Although best-known for films such as the Ah Boys to Men franchise, which he describes as a poor man’s answer to Chinese blockbuster Wolf Warrior, TV projects are part of the mix.
The highest-profile TV show on mm2’s slate so far is the cross-border Mandarin version of singing contest The Voice Malaysia/Singapore with Singapore’s StarHub and Astro’s Malaysia – the first time the format has been produced across two markets.
Ang’s logic for picking and choosing between formats and countries is simple. Singapore and Malaysia are two small Chinese markets, and it made sense to share costs. “We needed to manage the costs and wanted the quality. It had to be affordable and commercially viable,” he says.
“We always try to balance the two C’s – content and commercial viability. Those are the left and right sides of the brain. Whatever content we are creating we think of how our partners benefit from it,” Ang adds.
Co-production is a big theme for him. Perhaps not with mainland China because “they are big enough as a market”. But between smaller markets able to produce Chinese content.
“The Chinese market is very fortunate in some ways, because you can create content that can travel across the market... If we are producing just Singapore content, that’s pretty tough because it’s such a small market,” he says.
Ang says optimising common tastes across Chinese-speaking markets is the only way forward.
There is, he says, a “huge opportunity with co-production to let everyone enjoy their individual market returns and the content can be semi localised.”
Co-production is the one area most people are looking at to maintain quality, he adds. “There’s just no choice,” he insists. “If you cut costs in content, you will go down faster.”
As an example of successful co-operation, he points to Tan Seng Kiat’s award-winning social drama, Shuttle Life, a Taiwan/Malaysia production about a young man (played by Jack Tan) living in the big city and struggling to take care of his mentally unstable mother (played by Taiwanese actress Sylvia Chang) and his five-year-old sister.

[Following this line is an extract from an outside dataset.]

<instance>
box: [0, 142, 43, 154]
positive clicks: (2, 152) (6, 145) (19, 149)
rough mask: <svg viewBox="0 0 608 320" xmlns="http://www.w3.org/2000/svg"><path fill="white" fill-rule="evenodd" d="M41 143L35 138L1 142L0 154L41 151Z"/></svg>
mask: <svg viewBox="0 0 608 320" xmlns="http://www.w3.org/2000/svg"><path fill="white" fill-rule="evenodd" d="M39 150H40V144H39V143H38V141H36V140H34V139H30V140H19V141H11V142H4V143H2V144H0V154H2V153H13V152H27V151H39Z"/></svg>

The film, made for less than US$500,000, won awards for best film, best cinematography and best actor at this year’s Shanghai Film Festival. Sales are going well. “We are getting very good traction,” Ang says.
Earlier this year, Ang unveiled a S$18-million/US$13 million investment in nine Asian features from Singapore, Hong Kong, Malaysia and Taiwan.
Titles included Hsieh Chun Yi’s romantic drama, Take Me To the Moon. The film, produced by mm2 Entertainment’s Taiwan team, stars Taiwanese actress Vivian Sung (Our Times) and Jasper Liu. Take Me To the Moon releases across Asia in December this year.
“One of mm2’s competencies is that we have no in-house directors and writers,” Ang says. Instead, the company goes “to the market and aggregates good talent and resources”.
This combines with mm2’s culture of being “a bit more risk taking” and working with new talent. Ang says mm2 has found happy talent hunting ground on digital platforms and the boom in short-form content creation.
mm2’s new slate is also being driven by a milestone US$25-million three-year deal between mm2 Entertainment and China’s New Culture Media (a subsidiary of Shanghai New Culture Media Group) and 9i Film & Television Media.
The companies plan to co-produce five features and multiple online films. The new collaboration underscores mm2’s commitment to producing content with appeal to audiences in both China and Southeast Asia, mm2 says.
Meanwhile, Ang, heading into the company’s 10th anniversary in 2018, is looking at a broad entertainment business – including theatre exhibition and concert promotion – that delivered a 130% increase in net profit (S$4.6 million/US$3.4 million) in the quarter to end September this year. Revenue was up 45% to S$31.4 million/US$23 million. First half profit was 58% up to S$10.9 million/US$8 million on revenue of S$56 million/US$41.4 million.
Shortly after the results were announced, CIMB titled its company note on mm2Asia “Home run, finally”. A nice 10th birthday accolade.